Surface 3 Fails to Image
-
@wwarsin Yes, we changed the iPXE script which is probably why you don’t see it asking for the IP address anymore. Upgrading to the latest version means that the latest kernel has been downloaded as well. I am not sure if the patch is still part of the kernel. @Tom-Elliott??
Re-reading all the posts I saw that you had a full dmesg output posted with your very first question already (thank god you did!):
cdc_ether 1-2.4:2.0 eth0: register 'cdc_ether' at usb-0000:00:14.0-2.4, CDC Ethernet Device, 60:45:bd:f9:62:b6 ... cdc_ether 1-2.4:2.0 eth0: kevent 12 may have been dropped
So to me this means that an older kernel version was magicaly able to run your USB NIC device with the cdc_ether driver. I am not sure why this is not working anymore even if we add this driver back to the kernel.
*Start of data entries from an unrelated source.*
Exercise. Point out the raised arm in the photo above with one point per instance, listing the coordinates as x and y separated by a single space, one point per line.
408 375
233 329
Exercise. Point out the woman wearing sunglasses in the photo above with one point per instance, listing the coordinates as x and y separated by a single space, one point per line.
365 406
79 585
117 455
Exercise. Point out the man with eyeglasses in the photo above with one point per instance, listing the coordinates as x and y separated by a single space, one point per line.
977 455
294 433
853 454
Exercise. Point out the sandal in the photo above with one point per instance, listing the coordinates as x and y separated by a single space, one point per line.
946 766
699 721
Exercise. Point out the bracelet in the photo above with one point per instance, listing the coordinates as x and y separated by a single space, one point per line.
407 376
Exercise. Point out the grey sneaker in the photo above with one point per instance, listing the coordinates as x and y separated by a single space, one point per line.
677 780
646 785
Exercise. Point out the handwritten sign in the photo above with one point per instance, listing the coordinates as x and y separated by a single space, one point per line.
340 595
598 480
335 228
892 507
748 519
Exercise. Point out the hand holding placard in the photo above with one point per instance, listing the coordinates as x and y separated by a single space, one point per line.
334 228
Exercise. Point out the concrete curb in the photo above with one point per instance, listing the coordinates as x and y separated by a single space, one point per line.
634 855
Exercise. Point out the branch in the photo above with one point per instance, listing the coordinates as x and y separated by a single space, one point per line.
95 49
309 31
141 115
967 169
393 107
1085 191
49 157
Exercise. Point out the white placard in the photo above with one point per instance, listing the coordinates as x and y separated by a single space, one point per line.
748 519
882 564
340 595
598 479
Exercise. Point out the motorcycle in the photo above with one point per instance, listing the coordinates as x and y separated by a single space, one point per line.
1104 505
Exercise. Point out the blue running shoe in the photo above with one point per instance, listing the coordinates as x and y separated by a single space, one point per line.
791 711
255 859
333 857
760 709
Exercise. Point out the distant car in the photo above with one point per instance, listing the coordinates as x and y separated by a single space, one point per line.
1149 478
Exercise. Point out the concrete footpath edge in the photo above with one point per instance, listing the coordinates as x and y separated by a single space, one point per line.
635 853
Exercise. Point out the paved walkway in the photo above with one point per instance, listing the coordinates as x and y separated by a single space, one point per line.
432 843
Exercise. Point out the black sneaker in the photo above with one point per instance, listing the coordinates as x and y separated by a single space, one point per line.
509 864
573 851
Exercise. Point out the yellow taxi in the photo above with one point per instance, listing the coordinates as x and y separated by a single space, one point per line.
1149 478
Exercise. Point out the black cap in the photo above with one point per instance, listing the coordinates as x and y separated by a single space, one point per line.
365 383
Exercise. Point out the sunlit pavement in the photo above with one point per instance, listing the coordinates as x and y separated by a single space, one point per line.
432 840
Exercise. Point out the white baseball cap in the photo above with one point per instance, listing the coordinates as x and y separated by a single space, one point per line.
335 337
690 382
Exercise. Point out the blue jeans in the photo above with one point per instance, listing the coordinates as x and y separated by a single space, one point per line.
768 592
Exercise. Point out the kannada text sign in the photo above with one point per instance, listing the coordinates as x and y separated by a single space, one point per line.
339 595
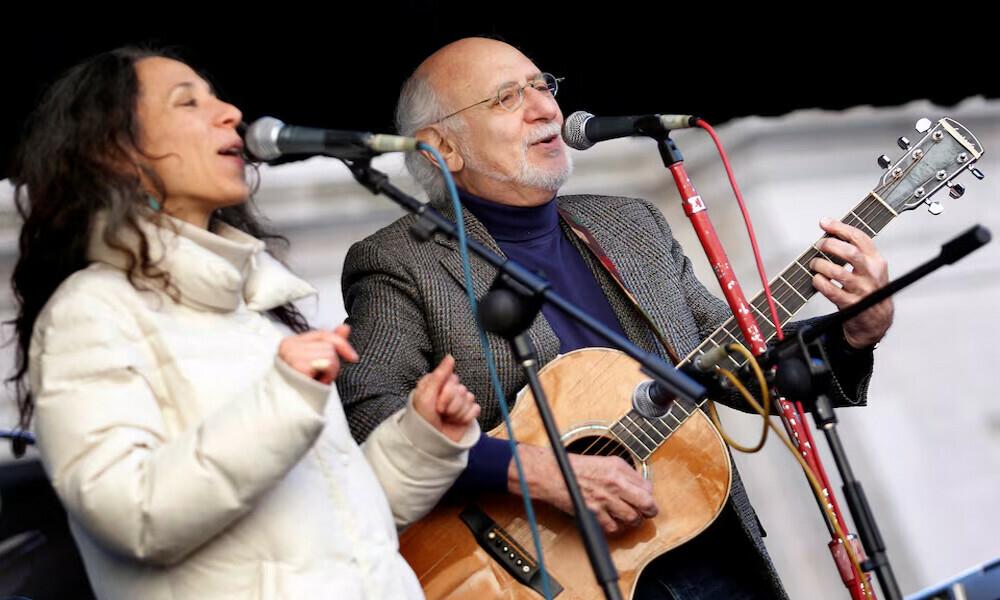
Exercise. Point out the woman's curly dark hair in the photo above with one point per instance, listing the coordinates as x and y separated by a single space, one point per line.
78 156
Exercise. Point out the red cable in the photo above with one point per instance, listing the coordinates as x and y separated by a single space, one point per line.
746 219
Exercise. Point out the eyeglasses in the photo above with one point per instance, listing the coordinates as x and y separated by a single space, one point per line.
511 95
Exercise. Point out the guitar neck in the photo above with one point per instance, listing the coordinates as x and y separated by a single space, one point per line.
793 287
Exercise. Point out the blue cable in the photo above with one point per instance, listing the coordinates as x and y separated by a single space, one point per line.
463 247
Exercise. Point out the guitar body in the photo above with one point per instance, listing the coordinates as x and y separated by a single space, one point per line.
685 458
588 389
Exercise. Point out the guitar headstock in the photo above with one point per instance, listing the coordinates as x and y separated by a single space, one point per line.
945 150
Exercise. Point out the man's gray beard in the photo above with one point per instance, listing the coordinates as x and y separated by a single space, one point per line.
528 175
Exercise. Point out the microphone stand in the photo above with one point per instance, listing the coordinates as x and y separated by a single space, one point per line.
801 376
791 414
520 282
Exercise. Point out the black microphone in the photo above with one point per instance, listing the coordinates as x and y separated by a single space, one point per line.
268 138
582 129
652 400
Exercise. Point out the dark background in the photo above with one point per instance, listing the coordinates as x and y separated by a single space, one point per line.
340 65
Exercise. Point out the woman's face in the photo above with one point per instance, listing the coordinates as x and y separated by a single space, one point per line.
190 140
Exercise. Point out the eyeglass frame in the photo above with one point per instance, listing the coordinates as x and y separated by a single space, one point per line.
520 94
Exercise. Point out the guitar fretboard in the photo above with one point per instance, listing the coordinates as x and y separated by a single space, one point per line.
791 290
But I am not confident with the cdc_ether driver anyway and would hope that we don’t need it at all (RTL8152 chips being blacklisted is just on thing I don’t like about it).
So we are back to the question: Are we able to make this USB NIC work with the r8152 driver and possibly how??
In your last post I see
cat: /sys/class/net/eth0/carrier: No such file or directory cat: /sys/class/net/eth0/carrier: Invalid argument
Looks like eth0 is not available on the first try but pops up at some point. My guess is that Tom removed the patch after you last try as it didn’t seam to work. So the current version you installed when upgrading to the latest version might have installed a kernel without patch. But from what I see in your posts I have a feeling that we are pretty close to get this work with the patch.
Feel free to try this kernel again: https://drive.google.com/folderview?id=0B-bOeHjoUmyMV095YVpsR3U5VFk&usp=sharing
Boot into debug mode and wait for a few seconds. Then see what you get fromls -al /sys/class/net/eth0/device/driver/module
anddmesg | grep 8152
-
@Sebastian-Roth What patch are you referring to?
I removed my edits yes, cause you are absolutely correct that they didn’t matter anyway.
So my custom patches are gone. I have not built a 4.3.3 kernel yet though I am aware it was released.
I have not added CDC_ETHER either as I really don’t think it would matter either.
I am still doing the mmc patch (which is part of why the slow to update to latest all the time – among working on the init scripts) but I know that part has no relevance to the issues in this thread.
-
@Tom-Elliott Talking about this patch: http://svn.exactcode.de/t2/trunk/package/base/linux/surface-dock-eth.patch as I feel like this might be going down the right lane with this issue. Should work with any kernel version I reckon. Keep cdc_ether disabled, please.
-
@Sebastian-Roth I downloaded the bzimage you linked to and replaced the one /var/www/fog/service/ipxe and booted to
Here are the results of the two commands:
[root@fogclient /]# ls -al /sys/class/net/eth0/device/driver/module ls: cannot access /sys/class/net/eth0/device/driver/module: No such file or directory [root@fogclient /]# cd /sys/class/net [root@fogclient /]# ls lo@ [root@fogclient /]# dmesg | grep 8152 [ 1.070704] usbcore: registered new interface driver r0152 [root@fogclient /]#
-
@wwarsin Thanks for trying and reporting. Does not look very good to me. But as I can see in one of your earlier posts it has kind of worked (at least not “No such file or directory”) in the past. What messages did you see this time when booting up into debug mode??
-
@wwarsin I am wondering if the device is actually recognized. Could you please boot the device into debug mode. When you see the shell unplug the USB NIC. Wait for a few seconds and plug it back in. Then run
dmesg | tail -n 20
. Would be great if you could take a picture of what you see on the screen. Hopefully we might see something similar to this: https://bugzilla.redhat.com/show_bug.cgi?id=1236679 (we don’t have the same issue in FOG, just posting this to show what the output might look like).I stumbled upon a newer driver (kernel source code) on realtek.com.tw. Version 2.05.0 (2015/8/13) instead of the 1.08.2 (2014) included in kernel 4.3.3. Will try to build a kernel with that realtek code.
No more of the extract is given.